The request came from Rep. Janel Brandtjen, chair of the Assembly elections committee, and five other Republicans. They have been leading voices in questioning President Joe Biden’s win in Wisconsin, pushing conspiracy theories about the election and how it was run in the state. Some Republicans have even called for members of the commission to resign and be charged with felonies.
Brandtjen said in a statement that the request pertains to the “who, what, where and when” of Wisconsin’s election databases and voter rolls. Some of the information requested included 20 years’ worth of technology agreements and bid documents; details of where the servers that hold voter identification data are housed; and records of any changes to addresses, names or voting status for more than 7 million current and former residents of Wisconsin.
“We cannot let requests undermine your ability to oversee the 2022 election,” Democratic commissioner Mark Thomsen said. He called the request “overbroad and unreasonable” and an attempt to “shut us down.”
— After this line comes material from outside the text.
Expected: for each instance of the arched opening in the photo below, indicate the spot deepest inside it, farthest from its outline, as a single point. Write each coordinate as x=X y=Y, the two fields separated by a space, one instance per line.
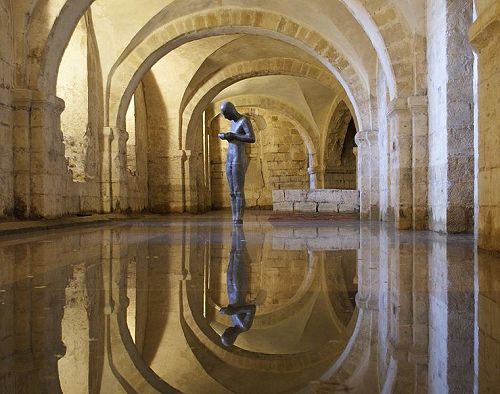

Republican commissioner Dean Knudson called it “the broadest records request I’ve ever seen or heard of.”
Wolfe said records requested that are in the commission’s current system can be found and provided, but those that go back farther into the records of agencies that have now been disbanded and are on technology that is no longer used will take longer to find, if they exist at all.
The information requested could amount to “hundreds of millions if not billions of data points” that would require the elections commission computer servers to take days, if not weeks, to generate, Wolfe said. It would also include a bevy of personal information, such as birthdates and social security numbers, that can’t be released under state or federal law, Wolfe said.
“They’re asking for illegal stuff,” Thomsen said. “Let them go get a judge to order us to produce it. I don’t see that happening.”
Wolfe said it would not be appropriate to waive the estimated $100,000 in costs associated with finding the requested records because of the hundreds of hours undertaking the task would most likely require. Typically, the agency does not charge for locating records, she said.
“We have an absolutely insane request from the Legislature,” said commission chair Ann Jacobs, a Democrat. “It’s a ridiculous request and we need to be able to let them tell us what they actually want because we can’t give them what they’re asking for.”